Monday, April 28, 2014

Caught in a cult's dark embrace | Star Tribune

Victor Barnard played the shepherd, wearing linen clothes and sometimes wielding a shepherd’s crook.

The minister kept his flock close, urging members of the River Road Fellowship to move to four clusters of properties in this rural area and discouraging the girls from traveling to town. As he grew more controlling, he warned his followers against those who might turn against him — calling them wolves in sheep’s clothing.

“That always gets to me now,” former congregant Micah Vail said. “He used that analogy over and over. … It turned out he was the one who was playing everybody.”

Barnard, 52, is now the center of a nationwide manhunt after Pine County prosecutors charged him with using his status within the sect to coerce girls into having sex with him. Two women told investigators that Barnard raped them after they were chosen, at ages 12 and 13, to live near him as part of an honored and cloistered group of “maidens.” He faces 59 counts of first- and third-degree criminal sexual conduct.

In interviews since the charges, several former congregants said they are saddened — but not shocked — by the allegations after reflecting on how Barnard increasingly cut the fellowship off from society. The ministry changed, too, as Barnard introduced new rules under the guise of religion. It ended as a place where adultery and sex abuse could have secretly flourished, they said.
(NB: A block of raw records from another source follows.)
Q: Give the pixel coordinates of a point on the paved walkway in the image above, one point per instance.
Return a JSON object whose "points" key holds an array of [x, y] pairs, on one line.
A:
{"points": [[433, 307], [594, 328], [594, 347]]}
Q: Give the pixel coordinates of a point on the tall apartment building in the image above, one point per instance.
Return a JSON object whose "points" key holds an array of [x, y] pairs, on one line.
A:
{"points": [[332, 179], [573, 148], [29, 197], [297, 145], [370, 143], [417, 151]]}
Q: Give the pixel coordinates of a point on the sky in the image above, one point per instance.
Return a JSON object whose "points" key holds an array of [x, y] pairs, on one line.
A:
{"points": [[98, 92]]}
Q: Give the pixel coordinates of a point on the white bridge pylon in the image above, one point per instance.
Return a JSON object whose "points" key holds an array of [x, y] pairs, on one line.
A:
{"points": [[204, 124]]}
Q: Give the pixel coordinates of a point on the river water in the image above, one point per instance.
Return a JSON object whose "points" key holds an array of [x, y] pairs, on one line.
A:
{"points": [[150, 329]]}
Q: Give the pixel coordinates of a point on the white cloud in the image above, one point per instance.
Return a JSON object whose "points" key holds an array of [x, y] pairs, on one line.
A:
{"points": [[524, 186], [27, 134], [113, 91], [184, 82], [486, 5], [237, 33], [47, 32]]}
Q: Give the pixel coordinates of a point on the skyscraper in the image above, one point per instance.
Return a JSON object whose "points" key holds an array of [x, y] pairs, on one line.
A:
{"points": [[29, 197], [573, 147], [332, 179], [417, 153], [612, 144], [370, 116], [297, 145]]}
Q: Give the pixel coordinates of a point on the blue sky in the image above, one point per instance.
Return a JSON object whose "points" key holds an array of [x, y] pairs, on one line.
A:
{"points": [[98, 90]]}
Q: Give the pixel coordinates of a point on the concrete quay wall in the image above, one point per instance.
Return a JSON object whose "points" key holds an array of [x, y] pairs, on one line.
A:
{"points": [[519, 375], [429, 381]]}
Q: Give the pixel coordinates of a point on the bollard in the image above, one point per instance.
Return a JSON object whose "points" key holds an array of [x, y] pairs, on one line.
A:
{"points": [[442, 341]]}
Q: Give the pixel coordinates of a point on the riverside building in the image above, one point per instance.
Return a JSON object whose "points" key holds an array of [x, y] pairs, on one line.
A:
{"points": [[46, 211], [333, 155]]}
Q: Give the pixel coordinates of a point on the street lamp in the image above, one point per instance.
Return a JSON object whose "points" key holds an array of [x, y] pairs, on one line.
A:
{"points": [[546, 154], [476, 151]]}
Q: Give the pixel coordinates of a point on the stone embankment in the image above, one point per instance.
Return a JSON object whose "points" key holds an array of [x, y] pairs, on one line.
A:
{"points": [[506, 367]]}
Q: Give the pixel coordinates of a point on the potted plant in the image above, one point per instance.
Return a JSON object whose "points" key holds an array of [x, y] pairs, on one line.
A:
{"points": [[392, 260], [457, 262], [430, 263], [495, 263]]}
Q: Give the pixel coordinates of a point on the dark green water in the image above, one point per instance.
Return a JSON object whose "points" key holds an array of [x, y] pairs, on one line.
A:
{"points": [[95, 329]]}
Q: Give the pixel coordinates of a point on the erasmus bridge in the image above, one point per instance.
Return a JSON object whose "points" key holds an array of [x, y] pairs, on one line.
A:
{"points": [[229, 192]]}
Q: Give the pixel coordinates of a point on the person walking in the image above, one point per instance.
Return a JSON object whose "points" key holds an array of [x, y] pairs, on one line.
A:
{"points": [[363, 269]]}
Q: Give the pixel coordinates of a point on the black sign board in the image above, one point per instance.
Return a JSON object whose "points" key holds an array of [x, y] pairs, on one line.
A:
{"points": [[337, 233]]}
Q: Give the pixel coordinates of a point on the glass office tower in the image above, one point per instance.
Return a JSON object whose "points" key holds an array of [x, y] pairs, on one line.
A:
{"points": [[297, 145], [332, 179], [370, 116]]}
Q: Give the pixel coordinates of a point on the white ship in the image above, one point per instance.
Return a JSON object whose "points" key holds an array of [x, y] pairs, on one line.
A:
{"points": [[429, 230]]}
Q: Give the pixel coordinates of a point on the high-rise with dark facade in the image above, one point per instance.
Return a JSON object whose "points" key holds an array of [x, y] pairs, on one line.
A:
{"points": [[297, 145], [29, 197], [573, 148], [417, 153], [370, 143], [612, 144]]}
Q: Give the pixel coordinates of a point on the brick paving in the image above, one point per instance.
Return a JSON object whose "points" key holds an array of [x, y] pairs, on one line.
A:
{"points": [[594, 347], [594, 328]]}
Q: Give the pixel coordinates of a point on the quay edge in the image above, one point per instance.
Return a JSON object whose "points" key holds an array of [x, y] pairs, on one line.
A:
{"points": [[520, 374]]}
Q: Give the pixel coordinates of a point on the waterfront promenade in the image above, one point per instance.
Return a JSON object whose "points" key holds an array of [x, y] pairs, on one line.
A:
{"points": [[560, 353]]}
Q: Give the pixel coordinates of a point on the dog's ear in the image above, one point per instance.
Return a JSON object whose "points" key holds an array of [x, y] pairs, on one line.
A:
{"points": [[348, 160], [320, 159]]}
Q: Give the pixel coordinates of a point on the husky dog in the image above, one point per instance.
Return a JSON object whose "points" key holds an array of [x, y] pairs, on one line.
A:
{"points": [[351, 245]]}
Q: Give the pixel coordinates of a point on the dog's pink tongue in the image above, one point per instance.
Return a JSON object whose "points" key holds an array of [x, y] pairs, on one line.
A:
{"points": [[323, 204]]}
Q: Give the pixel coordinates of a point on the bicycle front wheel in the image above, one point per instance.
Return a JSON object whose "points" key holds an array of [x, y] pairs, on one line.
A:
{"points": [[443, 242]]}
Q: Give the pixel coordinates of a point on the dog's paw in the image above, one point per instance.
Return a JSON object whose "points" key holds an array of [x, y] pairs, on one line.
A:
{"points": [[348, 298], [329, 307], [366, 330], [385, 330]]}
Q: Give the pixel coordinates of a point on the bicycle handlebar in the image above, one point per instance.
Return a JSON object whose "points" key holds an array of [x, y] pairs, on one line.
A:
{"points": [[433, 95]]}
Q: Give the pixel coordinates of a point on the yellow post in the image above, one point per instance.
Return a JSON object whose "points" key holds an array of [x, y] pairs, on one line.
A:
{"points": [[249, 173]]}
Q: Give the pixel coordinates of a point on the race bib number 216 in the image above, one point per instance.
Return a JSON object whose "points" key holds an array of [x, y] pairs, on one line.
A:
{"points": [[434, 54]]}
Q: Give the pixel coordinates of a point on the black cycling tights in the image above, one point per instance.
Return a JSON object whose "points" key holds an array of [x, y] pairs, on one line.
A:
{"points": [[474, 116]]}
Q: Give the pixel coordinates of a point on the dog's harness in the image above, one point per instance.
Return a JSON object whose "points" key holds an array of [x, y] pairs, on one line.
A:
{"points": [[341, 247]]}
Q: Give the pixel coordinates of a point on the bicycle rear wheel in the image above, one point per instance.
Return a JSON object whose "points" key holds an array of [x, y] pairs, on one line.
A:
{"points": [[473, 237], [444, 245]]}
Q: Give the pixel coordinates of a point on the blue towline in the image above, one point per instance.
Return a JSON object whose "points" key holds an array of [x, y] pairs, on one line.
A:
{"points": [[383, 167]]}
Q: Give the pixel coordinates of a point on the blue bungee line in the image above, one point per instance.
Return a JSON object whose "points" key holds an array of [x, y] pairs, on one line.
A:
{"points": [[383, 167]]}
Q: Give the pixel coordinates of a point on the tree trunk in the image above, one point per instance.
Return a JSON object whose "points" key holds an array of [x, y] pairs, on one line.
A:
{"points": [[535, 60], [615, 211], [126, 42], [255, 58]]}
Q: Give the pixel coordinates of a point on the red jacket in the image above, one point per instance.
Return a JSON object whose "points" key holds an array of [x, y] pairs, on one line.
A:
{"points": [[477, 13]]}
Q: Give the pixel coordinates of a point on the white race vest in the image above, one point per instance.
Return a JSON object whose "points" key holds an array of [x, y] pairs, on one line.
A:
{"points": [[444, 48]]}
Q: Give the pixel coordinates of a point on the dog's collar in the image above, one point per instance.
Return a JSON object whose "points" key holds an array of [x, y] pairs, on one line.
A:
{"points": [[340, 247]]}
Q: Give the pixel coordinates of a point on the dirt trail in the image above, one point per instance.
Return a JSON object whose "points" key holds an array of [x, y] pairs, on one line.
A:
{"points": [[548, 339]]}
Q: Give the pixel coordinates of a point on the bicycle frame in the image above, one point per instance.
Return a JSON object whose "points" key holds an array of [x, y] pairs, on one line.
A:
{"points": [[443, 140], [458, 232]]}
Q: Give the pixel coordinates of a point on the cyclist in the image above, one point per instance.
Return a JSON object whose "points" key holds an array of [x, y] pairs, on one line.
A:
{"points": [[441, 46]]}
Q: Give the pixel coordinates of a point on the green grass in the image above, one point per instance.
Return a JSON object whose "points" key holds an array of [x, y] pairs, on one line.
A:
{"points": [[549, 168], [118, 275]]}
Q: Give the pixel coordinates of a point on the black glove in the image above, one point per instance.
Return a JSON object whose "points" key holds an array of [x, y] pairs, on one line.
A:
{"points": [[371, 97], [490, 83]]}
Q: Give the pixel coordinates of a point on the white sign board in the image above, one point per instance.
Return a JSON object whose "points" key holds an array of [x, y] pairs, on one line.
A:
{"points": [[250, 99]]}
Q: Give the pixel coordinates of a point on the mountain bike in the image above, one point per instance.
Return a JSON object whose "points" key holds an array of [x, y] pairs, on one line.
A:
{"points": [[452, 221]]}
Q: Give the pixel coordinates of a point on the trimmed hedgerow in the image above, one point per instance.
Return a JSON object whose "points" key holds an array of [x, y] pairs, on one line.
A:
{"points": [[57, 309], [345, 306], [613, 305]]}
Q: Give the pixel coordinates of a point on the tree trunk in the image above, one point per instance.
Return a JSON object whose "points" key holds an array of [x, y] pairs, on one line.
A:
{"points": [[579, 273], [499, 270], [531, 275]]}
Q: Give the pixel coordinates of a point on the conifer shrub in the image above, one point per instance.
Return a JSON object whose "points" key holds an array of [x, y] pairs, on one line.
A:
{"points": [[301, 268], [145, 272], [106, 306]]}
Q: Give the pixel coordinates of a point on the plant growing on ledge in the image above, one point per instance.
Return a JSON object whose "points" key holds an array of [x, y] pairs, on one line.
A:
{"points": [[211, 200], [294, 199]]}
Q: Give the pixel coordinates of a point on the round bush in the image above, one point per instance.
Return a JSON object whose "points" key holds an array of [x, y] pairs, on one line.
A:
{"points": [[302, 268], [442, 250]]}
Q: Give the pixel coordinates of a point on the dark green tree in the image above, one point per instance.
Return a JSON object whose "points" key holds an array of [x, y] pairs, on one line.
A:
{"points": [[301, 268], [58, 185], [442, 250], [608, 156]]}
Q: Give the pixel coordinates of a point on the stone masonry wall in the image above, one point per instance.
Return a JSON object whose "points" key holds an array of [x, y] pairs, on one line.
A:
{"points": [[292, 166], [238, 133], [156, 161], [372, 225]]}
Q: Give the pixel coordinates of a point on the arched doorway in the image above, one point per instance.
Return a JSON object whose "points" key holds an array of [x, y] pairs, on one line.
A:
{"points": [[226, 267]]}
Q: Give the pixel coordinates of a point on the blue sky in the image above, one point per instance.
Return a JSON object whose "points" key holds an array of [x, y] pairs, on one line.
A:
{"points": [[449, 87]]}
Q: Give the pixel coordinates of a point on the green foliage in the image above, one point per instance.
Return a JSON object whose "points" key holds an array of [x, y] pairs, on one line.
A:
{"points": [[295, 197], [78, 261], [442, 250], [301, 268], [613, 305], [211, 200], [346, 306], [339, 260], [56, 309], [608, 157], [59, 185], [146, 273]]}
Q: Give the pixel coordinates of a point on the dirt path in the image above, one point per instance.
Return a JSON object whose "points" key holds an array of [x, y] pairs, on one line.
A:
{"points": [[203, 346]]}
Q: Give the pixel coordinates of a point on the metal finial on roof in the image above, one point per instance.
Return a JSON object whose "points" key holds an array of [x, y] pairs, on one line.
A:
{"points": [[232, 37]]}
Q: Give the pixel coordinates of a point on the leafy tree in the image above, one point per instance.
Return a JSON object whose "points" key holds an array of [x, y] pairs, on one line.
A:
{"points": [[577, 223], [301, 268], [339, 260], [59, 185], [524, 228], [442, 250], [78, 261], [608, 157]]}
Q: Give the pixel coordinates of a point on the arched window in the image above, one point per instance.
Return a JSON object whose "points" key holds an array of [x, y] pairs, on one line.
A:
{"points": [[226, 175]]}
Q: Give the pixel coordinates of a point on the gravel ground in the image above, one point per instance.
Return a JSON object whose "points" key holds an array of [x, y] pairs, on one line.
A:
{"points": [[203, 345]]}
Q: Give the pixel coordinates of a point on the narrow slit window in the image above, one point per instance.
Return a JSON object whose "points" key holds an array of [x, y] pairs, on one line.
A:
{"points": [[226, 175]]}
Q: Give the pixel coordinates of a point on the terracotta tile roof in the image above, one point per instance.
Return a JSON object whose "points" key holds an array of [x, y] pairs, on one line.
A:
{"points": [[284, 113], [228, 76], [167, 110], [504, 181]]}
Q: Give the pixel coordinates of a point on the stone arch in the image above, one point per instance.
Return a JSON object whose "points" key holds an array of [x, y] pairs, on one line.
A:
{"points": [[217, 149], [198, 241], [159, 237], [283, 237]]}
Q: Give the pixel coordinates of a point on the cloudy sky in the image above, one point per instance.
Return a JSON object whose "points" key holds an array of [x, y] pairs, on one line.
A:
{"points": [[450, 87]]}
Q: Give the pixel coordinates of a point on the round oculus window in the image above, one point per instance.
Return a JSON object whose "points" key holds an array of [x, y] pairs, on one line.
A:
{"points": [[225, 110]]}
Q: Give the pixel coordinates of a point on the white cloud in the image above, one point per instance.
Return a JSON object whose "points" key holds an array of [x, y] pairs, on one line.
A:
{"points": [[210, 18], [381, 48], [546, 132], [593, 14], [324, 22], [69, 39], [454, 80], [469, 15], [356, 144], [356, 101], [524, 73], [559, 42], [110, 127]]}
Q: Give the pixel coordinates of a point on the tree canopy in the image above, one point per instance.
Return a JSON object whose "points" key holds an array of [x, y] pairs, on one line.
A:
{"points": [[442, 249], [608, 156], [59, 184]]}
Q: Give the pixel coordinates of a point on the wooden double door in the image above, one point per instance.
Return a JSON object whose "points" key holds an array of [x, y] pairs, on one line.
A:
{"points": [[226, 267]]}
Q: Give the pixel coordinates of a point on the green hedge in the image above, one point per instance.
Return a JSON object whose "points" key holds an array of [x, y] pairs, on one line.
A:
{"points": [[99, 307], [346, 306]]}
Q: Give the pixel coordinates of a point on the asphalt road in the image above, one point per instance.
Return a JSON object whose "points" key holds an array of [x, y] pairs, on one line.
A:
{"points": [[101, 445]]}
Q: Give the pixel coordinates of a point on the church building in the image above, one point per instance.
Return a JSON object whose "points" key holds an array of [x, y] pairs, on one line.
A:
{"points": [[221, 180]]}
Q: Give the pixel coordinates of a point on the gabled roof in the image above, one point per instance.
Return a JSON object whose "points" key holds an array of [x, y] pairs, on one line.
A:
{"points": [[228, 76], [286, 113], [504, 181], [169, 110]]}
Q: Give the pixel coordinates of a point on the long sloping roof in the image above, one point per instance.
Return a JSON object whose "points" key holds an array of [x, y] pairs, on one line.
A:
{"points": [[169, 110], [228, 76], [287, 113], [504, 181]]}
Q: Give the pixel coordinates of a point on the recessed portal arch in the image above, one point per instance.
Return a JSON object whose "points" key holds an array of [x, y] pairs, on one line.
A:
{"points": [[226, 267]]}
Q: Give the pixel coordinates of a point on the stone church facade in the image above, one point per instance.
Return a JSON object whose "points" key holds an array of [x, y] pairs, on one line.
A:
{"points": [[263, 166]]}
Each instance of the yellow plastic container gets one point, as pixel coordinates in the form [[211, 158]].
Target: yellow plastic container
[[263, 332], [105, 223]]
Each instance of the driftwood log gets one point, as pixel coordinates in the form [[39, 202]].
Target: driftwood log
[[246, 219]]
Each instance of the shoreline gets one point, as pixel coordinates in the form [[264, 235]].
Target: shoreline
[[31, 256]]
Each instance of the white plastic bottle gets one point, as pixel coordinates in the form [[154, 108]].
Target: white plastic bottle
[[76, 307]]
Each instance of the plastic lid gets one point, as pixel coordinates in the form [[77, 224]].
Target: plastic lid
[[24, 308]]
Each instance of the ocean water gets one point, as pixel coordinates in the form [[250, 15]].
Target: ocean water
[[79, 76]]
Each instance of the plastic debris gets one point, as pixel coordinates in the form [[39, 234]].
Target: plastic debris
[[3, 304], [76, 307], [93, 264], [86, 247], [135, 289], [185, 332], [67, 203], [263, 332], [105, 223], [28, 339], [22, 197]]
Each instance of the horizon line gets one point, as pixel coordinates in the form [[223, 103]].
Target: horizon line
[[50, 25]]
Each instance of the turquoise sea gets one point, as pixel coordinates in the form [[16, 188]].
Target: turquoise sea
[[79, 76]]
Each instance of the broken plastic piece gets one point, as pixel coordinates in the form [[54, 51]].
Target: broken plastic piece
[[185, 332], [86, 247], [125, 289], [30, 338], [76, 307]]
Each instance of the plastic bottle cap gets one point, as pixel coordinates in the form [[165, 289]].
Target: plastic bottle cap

Such an isolated religious sect is the “perfect environment for abusers to victimize kids,” said Stephen Kent, a sociology professor at the University of Alberta who researches alternative religions.

Oftentimes, leaders do not answer to any outside authority, “so there’s no accountability,” Kent said. They create structures to have exclusive access to children. Then they use religion to “cloak their misbehavior.”